FARG to release draft list next week

KIGALI - A provisional report from the just concluded countrywide exercise of establishing the number of Genocide Survivors qualifying for government support is to be released early next week. This was revealed yesterday by the newly appointed acting Executive Secretary of the Fund for Support of Genocide Survivors (FARG), Eugene Barikana in a telephone interview.

KIGALI - A provisional report from the just concluded countrywide exercise of establishing the number of Genocide Survivors qualifying for government support is to be released early next week.

This was revealed yesterday by the newly appointed acting Executive Secretary of the Fund for Support of Genocide Survivors (FARG), Eugene Barikana in a telephone interview.

The vulnerable survivors of the Genocide are supported through FARG and the vetting exercise was jointly carried out last week by the Ministry of Local Government and officials from the Fund.

According to Barikana, the process has been characterized by several complaints from survivors seeking to benefit from the fund and government has chosen to keep updating the list of the beneficiaries for this year.

“I am hopeful that the report will be out at least by Tuesday but it will be a report about the process since the real validation activity is still ongoing,” said Barikana who is also the Permanent Secretary in the Ministry of Local Government.

The validation is an annual exercise that screens out fake beneficiaries of the fund and this year, it was held at the village (umudugudu) levels unlike the previous years when it used to be carried out at sector levels.

Many complaints have been registered since the validation began with many survivors claiming to have been unfairly omitted from the list of beneficiaries which prompted the government to continue the vetting.

“It is a long process that will go on and on until it becomes clear,” he said explaining that government instructed local leaders to receive all the available complaints for further examination.

The fund, established in 1998, caters for needs such as health care, education, shelter and other needs for the vulnerable survivors of the 1994 Genocide against the Tutsi.

The fund has however been characterised by inconsistencies including adding people not qualifying to benefit on the list of beneficiaries, which is allegedly perpetrated by some officials and leaders at local levels.

The Minister of Local Government, Protais Musoni, had told The New Times last week that the validation process would help government identify causes of irregularities found within FARG management and efforts to support genocide survivors as well as the people involved.

“The causes of these problems within FARG may be cultural, legal, political, managerial, poor skills, or anything.
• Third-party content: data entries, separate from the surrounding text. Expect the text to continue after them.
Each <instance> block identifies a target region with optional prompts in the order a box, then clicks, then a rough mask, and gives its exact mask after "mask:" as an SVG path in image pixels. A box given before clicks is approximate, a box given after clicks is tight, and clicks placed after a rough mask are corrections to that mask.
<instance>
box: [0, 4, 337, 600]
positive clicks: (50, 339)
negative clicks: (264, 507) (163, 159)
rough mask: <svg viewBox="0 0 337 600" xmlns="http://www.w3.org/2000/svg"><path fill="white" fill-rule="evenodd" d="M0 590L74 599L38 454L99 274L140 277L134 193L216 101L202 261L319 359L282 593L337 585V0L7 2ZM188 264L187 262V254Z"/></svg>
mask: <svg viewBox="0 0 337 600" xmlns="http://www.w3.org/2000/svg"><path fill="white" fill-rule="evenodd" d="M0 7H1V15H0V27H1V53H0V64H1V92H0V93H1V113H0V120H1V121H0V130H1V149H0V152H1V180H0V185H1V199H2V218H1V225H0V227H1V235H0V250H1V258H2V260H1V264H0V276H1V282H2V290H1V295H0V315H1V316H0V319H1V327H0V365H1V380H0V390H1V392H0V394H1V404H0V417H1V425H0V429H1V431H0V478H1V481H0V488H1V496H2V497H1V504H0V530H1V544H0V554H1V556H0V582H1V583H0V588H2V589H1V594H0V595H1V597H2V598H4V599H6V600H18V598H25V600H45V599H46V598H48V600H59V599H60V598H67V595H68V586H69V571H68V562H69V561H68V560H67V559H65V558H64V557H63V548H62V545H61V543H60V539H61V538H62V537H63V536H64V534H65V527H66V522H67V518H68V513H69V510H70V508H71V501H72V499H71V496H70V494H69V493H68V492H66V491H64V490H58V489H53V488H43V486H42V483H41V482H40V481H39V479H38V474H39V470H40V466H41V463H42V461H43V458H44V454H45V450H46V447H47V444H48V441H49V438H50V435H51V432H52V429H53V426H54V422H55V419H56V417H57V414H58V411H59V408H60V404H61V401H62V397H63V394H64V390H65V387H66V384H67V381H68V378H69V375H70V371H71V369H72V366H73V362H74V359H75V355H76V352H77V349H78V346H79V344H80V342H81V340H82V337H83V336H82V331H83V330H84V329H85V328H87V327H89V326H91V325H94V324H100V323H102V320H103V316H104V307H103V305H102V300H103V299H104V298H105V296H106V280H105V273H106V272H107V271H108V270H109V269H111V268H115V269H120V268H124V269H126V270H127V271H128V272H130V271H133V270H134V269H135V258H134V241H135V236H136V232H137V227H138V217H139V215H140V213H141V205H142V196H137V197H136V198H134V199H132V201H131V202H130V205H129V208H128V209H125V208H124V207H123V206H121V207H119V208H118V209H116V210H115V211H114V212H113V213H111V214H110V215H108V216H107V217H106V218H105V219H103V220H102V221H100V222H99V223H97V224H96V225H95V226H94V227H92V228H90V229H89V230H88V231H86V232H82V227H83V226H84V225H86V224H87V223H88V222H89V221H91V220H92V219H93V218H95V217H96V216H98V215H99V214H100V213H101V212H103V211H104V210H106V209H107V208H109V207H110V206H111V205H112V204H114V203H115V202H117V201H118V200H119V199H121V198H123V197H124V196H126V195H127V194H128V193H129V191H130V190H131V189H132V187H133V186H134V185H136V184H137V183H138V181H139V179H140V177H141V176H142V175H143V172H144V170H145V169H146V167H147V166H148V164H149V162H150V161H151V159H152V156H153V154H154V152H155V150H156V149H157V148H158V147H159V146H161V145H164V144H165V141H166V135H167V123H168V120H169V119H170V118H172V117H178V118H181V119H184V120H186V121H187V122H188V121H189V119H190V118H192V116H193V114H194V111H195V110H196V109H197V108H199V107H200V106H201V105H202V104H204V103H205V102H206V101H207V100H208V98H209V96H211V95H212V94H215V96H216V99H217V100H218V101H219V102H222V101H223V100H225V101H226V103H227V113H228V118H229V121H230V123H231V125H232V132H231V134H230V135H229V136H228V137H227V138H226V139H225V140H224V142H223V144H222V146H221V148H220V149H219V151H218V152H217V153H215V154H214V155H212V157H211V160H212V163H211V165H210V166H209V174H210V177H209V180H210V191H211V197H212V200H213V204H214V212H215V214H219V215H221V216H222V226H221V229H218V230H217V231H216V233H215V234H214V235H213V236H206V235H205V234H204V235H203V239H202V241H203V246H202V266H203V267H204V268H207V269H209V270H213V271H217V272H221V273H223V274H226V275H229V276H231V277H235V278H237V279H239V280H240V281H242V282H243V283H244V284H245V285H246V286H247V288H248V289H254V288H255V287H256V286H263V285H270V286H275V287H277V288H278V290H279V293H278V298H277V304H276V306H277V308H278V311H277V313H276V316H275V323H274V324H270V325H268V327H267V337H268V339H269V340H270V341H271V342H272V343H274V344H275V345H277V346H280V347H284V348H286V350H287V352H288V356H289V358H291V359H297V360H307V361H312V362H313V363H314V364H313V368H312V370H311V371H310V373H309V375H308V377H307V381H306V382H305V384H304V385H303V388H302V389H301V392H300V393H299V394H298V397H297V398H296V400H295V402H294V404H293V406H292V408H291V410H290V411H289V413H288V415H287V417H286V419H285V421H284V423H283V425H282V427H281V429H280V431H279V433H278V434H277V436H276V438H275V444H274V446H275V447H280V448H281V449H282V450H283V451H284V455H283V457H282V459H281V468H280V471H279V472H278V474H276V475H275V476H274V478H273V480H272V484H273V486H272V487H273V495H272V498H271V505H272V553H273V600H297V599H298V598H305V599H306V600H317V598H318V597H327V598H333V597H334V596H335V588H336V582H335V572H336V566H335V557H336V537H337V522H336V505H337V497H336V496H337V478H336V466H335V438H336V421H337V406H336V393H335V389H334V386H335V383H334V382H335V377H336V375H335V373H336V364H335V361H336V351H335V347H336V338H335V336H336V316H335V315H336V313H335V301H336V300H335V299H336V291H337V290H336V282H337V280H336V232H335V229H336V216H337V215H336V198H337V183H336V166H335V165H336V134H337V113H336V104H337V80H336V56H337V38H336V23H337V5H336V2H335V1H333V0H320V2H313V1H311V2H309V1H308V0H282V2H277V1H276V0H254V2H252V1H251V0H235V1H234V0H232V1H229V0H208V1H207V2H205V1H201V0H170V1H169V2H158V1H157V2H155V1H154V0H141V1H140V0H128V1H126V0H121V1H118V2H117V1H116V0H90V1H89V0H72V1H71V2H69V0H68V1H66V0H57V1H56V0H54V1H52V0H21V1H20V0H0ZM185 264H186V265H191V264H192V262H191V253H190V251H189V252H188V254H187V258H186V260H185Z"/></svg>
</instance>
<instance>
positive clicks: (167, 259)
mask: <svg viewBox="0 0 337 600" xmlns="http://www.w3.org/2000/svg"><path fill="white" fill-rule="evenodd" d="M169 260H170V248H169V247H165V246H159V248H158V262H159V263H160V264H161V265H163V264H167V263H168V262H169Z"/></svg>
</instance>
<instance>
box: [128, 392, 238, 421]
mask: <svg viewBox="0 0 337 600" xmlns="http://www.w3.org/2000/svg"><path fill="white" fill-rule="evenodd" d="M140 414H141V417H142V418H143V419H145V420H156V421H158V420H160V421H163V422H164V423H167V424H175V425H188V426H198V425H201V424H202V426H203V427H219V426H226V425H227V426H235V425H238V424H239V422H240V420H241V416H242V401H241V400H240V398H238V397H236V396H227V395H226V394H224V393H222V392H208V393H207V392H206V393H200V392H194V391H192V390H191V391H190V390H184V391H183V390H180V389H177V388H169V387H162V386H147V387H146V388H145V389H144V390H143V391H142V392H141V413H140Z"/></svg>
We will know the exact cause during the validation and come up with remedies,” he had said.

The entire management of FARG was earlier this week sacked by the Prime Minister allegedly over the inconsistencies in this fund into which government annually sinks 5 percent of its revenues.

It is said that about 30,000 beneficiaries are eliminated on FARG’s list every year but another bigger number is added as a result of the inconsistencies.

Government estimates that more than one third of the 309,368 survivors of the genocide in the country are in dire need of help and these include those who were orphaned and widowed by the Genocide.